Results of this pilot study show the potential of PET-CT imaging of AS activity. Targeting of bone formation appears to be the most promising approach to visualize AS activity. Inflammation tracers ([18F]FDG and [11C](R)PK11195) seem to be less useful for imaging of AS than for imaging of active RA [16, 22–24].
There may be several explanations for the discrepancy between [18F]FDG, [11C](R)PK11195, and [18F]fluoride PET-CT findings. First of all, since the definite pathogenesis of AS still has to be elucidated, it is unknown which target site for imaging of AS is optimal . Entheses are of special interest, and synovitis seems to be less prominent in AS compared with RA . In addition, syndesmophyte formation and ankylosis, hallmarks of AS, reflect local osteoblastic activity. Our PET-CT findings suggest that bone formation (for example, osteoblastic activity) may be a more prominent feature of AS activity than inflammation. The present PET-CT results with the different tracers, therefore, reveal interesting data that may provide insights into the pathogenesis of AS.
Secondly, tracer biodistribution may be related to varying tracer characteristics. Uptake mechanisms are different for each tracer. In (red) bone marrow, [11C](R)PK11195 PET scans showed a diffuse increased uptake pattern which could possibly overwhelm potential small focal activity spots in or around bone. [18F]FDG is probably a useful marker for synovitis [16, 22, 23] and osteomyelitis [31, 32] but may be less suited for detection of (non- or low-inflammatory) bone formation in AS [33–37]. In general, [18F]FDG seems to be more useful for detection of osteolytic than for osteoblastic lesions . [18F]Fluoride, on the other hand, reflects osteoblastic activity because of the tracer's uptake into hydroxyapatite crystals, which form the mineral fluoroapatite within bone, especially at sites of bone formation [27, 28, 39]. Our positive results with [18F]fluoride PET-CT in both vertebral column and SI joints of patients with AS correspond with [18F]fluoride PET-CT findings of Strobel and colleagues  in SI joints of patients with AS and osteo-articular [18F]fluoride findings of Ben Ali and colleagues , indicating that [18F]fluoride is a potential tracer for active bone sites in AS.
A third explanation for the differences in uptake of the three tracers might be related to patient selection. Patients were categorized in low or high disease activity group according to the BASDAI level.
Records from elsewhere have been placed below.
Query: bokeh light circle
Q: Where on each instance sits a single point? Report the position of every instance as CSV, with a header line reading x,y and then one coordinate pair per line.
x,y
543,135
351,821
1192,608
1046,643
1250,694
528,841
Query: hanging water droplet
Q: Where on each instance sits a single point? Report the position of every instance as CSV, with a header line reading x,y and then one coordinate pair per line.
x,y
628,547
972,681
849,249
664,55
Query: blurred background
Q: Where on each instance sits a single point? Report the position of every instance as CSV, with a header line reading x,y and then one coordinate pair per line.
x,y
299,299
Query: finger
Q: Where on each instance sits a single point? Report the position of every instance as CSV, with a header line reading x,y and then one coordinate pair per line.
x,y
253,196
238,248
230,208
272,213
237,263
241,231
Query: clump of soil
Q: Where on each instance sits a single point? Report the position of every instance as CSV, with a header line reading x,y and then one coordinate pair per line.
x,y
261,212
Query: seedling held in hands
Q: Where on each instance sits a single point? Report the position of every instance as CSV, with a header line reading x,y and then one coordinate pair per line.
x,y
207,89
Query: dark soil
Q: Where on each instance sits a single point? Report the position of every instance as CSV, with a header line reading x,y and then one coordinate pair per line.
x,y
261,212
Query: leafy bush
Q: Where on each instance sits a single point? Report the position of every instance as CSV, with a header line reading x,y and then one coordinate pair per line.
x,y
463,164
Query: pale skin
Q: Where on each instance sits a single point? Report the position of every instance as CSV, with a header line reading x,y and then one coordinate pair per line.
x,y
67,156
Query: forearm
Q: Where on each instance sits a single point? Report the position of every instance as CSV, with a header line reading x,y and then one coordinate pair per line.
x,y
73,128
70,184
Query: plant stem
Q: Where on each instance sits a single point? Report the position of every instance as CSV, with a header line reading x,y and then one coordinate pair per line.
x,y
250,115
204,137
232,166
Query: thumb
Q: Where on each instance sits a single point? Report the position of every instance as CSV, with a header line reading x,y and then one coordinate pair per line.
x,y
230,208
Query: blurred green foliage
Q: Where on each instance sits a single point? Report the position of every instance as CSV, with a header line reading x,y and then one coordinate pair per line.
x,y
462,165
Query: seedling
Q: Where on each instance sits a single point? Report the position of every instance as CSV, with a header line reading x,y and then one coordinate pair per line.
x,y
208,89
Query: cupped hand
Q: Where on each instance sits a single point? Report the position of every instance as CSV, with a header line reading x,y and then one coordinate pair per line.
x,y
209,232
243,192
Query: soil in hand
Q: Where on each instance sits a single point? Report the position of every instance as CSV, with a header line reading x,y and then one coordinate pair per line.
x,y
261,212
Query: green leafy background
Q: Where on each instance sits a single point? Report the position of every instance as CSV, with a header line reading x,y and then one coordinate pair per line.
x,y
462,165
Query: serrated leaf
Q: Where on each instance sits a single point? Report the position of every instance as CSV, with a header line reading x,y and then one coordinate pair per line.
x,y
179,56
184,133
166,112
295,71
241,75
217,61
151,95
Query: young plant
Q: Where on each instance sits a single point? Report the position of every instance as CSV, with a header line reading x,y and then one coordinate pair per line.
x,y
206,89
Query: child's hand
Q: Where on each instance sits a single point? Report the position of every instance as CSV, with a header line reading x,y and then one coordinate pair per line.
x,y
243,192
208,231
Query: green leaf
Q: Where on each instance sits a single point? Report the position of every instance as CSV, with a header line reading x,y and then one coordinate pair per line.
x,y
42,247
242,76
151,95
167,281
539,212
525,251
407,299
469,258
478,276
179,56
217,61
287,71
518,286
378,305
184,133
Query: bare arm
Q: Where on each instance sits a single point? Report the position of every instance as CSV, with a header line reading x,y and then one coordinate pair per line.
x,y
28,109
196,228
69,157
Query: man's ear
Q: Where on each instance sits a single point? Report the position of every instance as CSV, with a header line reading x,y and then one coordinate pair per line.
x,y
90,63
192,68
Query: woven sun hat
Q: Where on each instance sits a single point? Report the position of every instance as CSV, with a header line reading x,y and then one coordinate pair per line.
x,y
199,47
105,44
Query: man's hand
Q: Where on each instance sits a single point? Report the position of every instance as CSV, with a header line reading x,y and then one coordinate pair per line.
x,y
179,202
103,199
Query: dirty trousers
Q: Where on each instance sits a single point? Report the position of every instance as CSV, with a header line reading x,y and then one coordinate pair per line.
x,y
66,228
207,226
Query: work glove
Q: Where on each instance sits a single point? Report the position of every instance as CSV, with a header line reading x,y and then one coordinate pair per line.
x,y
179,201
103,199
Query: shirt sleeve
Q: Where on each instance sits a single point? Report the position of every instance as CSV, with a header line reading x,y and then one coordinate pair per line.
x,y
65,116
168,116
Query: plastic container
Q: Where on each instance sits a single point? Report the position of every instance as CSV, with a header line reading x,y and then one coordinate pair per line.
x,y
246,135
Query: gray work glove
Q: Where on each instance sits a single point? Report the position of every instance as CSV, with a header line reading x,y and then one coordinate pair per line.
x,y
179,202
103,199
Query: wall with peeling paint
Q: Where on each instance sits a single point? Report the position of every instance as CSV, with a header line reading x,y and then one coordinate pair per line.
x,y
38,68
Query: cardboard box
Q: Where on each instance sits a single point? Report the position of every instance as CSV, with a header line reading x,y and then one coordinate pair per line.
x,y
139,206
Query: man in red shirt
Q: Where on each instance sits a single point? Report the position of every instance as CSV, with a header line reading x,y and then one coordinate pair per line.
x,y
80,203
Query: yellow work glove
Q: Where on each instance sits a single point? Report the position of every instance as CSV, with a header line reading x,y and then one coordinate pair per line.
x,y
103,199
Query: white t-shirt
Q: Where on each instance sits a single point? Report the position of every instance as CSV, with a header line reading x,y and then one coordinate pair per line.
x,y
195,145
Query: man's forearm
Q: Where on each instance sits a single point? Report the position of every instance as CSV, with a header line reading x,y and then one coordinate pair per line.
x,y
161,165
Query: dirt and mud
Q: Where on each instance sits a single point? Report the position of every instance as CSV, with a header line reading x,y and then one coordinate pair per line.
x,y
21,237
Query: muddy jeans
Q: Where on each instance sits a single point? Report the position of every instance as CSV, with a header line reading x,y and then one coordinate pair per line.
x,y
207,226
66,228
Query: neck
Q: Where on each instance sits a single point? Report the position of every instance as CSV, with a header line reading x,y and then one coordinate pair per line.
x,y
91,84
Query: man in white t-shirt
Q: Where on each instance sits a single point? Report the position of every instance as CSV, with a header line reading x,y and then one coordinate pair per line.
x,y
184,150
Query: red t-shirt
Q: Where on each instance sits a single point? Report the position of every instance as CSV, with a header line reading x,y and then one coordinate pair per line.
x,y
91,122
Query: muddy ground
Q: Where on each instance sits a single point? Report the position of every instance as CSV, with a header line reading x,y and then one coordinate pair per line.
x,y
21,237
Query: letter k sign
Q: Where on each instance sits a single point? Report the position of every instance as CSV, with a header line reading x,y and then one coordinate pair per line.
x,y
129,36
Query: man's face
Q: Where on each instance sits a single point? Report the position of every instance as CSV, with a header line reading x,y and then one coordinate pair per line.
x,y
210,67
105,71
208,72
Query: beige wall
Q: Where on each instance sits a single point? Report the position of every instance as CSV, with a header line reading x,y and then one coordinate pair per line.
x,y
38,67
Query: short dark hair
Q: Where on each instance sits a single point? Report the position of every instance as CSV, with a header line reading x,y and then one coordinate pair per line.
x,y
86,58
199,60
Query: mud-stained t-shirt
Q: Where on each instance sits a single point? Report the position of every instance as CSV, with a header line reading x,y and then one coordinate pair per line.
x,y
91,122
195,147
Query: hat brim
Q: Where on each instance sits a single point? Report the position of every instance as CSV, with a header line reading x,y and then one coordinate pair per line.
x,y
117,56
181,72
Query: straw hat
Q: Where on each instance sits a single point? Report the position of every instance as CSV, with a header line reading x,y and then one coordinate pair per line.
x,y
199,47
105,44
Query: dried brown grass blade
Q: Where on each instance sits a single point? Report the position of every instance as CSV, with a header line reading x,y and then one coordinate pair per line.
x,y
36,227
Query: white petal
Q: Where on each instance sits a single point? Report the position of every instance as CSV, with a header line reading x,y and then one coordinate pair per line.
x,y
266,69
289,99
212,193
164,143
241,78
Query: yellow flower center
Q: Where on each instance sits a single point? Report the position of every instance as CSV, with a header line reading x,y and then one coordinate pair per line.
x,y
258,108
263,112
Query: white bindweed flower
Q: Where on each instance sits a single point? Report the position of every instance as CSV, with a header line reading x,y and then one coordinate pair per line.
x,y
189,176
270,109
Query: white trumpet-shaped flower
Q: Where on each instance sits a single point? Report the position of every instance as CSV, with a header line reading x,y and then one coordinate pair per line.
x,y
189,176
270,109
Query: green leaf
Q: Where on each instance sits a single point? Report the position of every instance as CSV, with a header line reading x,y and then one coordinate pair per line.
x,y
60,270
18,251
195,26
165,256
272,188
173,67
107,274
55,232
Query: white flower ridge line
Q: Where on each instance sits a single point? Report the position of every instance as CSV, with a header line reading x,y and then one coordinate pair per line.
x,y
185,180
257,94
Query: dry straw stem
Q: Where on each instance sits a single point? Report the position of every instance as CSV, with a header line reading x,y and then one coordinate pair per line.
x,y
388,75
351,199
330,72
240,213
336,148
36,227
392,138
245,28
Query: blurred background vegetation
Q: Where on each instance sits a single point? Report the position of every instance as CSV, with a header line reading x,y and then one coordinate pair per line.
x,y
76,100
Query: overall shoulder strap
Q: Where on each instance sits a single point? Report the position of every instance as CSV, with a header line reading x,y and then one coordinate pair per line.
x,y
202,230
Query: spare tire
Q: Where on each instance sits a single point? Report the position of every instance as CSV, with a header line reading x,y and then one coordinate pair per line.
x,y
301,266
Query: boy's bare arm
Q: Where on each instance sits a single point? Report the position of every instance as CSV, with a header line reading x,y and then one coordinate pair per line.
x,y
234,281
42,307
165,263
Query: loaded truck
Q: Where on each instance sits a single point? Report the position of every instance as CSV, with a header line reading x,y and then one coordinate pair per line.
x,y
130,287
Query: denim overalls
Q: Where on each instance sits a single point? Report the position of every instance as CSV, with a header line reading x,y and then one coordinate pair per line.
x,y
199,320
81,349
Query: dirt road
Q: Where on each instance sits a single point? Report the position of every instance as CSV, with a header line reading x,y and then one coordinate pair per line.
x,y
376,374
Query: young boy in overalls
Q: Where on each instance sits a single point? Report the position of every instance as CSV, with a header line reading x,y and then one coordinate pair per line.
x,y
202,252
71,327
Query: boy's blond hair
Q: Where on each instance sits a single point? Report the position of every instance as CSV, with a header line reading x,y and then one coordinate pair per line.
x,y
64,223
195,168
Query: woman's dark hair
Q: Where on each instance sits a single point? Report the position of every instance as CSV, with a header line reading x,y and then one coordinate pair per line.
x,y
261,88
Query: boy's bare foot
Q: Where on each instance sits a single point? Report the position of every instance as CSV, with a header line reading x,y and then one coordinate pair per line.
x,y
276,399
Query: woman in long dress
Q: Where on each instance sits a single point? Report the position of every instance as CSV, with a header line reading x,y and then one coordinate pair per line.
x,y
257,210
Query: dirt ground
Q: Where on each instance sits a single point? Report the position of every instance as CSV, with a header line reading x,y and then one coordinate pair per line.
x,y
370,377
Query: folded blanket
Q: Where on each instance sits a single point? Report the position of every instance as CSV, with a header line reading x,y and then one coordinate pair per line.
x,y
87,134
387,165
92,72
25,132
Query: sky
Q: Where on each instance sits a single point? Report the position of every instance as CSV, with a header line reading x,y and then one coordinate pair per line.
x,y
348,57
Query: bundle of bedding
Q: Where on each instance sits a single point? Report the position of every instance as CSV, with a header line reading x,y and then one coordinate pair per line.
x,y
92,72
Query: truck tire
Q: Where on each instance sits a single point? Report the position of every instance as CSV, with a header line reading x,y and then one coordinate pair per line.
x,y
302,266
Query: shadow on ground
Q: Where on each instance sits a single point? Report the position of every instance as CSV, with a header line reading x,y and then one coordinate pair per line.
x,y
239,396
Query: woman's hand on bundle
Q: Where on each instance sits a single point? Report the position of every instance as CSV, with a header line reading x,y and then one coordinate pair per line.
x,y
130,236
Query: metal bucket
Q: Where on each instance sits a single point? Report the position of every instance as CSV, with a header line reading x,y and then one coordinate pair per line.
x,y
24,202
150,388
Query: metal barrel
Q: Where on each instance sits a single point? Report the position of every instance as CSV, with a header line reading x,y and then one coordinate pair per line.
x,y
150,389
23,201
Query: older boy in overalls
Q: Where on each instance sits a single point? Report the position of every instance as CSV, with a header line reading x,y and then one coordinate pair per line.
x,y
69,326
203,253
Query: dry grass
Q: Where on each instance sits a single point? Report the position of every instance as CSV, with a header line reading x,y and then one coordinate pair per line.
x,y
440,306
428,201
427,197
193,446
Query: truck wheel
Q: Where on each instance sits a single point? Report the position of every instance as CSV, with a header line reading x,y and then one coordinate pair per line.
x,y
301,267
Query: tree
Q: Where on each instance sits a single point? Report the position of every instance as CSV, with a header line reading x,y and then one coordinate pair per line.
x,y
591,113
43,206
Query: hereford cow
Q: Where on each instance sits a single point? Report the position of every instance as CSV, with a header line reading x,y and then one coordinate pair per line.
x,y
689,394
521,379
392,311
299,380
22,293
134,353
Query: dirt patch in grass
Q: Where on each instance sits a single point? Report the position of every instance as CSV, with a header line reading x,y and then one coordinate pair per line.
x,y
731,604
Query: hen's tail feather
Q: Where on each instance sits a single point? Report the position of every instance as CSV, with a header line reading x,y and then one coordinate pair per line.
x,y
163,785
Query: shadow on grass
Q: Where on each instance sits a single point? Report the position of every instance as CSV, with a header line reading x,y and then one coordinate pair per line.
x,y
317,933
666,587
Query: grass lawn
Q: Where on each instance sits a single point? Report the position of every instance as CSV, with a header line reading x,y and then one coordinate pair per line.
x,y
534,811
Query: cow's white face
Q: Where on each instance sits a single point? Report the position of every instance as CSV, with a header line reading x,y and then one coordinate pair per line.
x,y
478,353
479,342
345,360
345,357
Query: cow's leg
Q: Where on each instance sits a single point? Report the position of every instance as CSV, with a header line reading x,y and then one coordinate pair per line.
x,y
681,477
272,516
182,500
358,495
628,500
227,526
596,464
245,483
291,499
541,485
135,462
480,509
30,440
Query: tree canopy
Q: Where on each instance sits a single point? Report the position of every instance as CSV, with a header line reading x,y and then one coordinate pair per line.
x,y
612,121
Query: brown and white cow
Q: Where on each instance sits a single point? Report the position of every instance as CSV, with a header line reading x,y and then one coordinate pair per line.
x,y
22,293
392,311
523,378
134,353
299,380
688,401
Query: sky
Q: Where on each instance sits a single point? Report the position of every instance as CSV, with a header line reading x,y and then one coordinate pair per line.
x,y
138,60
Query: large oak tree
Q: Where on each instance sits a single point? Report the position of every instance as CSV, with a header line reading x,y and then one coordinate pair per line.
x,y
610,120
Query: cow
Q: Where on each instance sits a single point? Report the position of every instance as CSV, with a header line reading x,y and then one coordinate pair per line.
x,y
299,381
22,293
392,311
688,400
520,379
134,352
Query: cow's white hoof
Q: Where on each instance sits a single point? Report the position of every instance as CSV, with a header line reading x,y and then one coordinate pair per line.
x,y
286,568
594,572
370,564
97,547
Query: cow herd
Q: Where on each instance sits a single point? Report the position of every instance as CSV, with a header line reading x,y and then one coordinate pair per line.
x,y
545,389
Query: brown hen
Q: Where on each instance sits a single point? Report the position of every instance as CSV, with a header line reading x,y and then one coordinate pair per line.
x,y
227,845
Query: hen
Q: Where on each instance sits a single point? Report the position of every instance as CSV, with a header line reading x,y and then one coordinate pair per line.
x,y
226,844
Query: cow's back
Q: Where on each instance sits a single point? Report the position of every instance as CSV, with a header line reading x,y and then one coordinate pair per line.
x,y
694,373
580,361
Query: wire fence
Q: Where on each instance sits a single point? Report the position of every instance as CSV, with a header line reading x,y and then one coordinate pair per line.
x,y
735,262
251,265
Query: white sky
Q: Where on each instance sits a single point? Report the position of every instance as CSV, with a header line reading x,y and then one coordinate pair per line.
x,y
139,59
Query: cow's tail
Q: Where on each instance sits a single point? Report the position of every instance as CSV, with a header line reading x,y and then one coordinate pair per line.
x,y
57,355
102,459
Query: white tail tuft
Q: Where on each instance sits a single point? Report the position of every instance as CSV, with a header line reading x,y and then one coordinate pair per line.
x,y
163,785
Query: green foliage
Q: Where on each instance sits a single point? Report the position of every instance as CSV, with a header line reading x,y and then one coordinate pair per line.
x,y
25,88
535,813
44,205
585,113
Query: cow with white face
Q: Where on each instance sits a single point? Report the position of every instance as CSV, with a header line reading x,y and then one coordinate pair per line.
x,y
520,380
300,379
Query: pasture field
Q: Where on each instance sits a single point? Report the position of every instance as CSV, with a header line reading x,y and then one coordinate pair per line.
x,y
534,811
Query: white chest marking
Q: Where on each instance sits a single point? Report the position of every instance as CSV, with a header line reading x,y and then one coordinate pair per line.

BASDAI is a patient questionnaire commonly used to assess disease activity in AS. Congruent imaging results (no active lesions) were found in four out of five patients with low disease activity, corresponding to BASDAI measurements. In contrast, in patients with high disease activity (BASDAI ≥ 4), three out of seven patients with AS did not show any active inflammation on MRI. This corresponds to findings of others who did not find any association between MRI and clinical data [41, 42]. Therefore, high BASDAI scores with negative MRI may be more related to secondary degenerative changes and ankylosis rather than active inflammation. This is supported by the finding that six out of seven patients with high disease activity showed bony structural lesions in one or more vertebral bodies; at least 50% of these lesions had degenerative characteristics. Indeed, nowadays, the BASDAI is criticized, and recent studies express the belief that the ankylosing spondylitis disease activity score (ASDAS) is a better selection criterion than BASDAI [43–45]. Furthermore, NSAIDs were continued if used at inclusion. In theory, NSAID use may have suppressed inflammatory activity; however, Gaspersic and colleagues  showed that anti-inflammatory drugs have no influence on monitoring AS with MRI. In our study, NSAIDs did not seem to influence [18F]fluoride uptake in active lesions since PET-CT scans depicted 17 hotspots in the two patients scanned with this tracer.
PET-CT data were compared with MRI and conventional radiographs as references. Focusing on the two patients additionally scanned with [18F]fluoride PET-CT, most MRI lesions corresponded to lesions with [18F]fluoride uptake on the PET scan. Additionally, two active [18F]fluoride PET-CT lesions in SI joints showed subchondral fatty marrow infiltration on MRI. Although the exact significance of subchondral fatty marrow infiltration is not yet clear, it is believed to be a late structural change due to chronic inflammation in AS .
On the other hand, in 11 out of 17 [18F]fluoride PET-positive lesions, structural changes were found on conventional x-rays. (Secondary) degenerative changes such as sclerosis and facet arthrosis may result in a positive [18F]fluoride signal. However, these lesions could also reflect chronic AS disease activity (the mean symptom duration of patients 11 and 12 was 22 years). Indeed, degenerative changes as well as other structural changes such as squaring and syndesmophyte formation can coexist with chronic inflammation . Finally, the observed [18F]fluoride hotspots in the sternum and shoulder seemed to correlate with clinical symptoms of patients, again underlining the potential of [18F]fluoride PET-CT to visualize active sites in AS.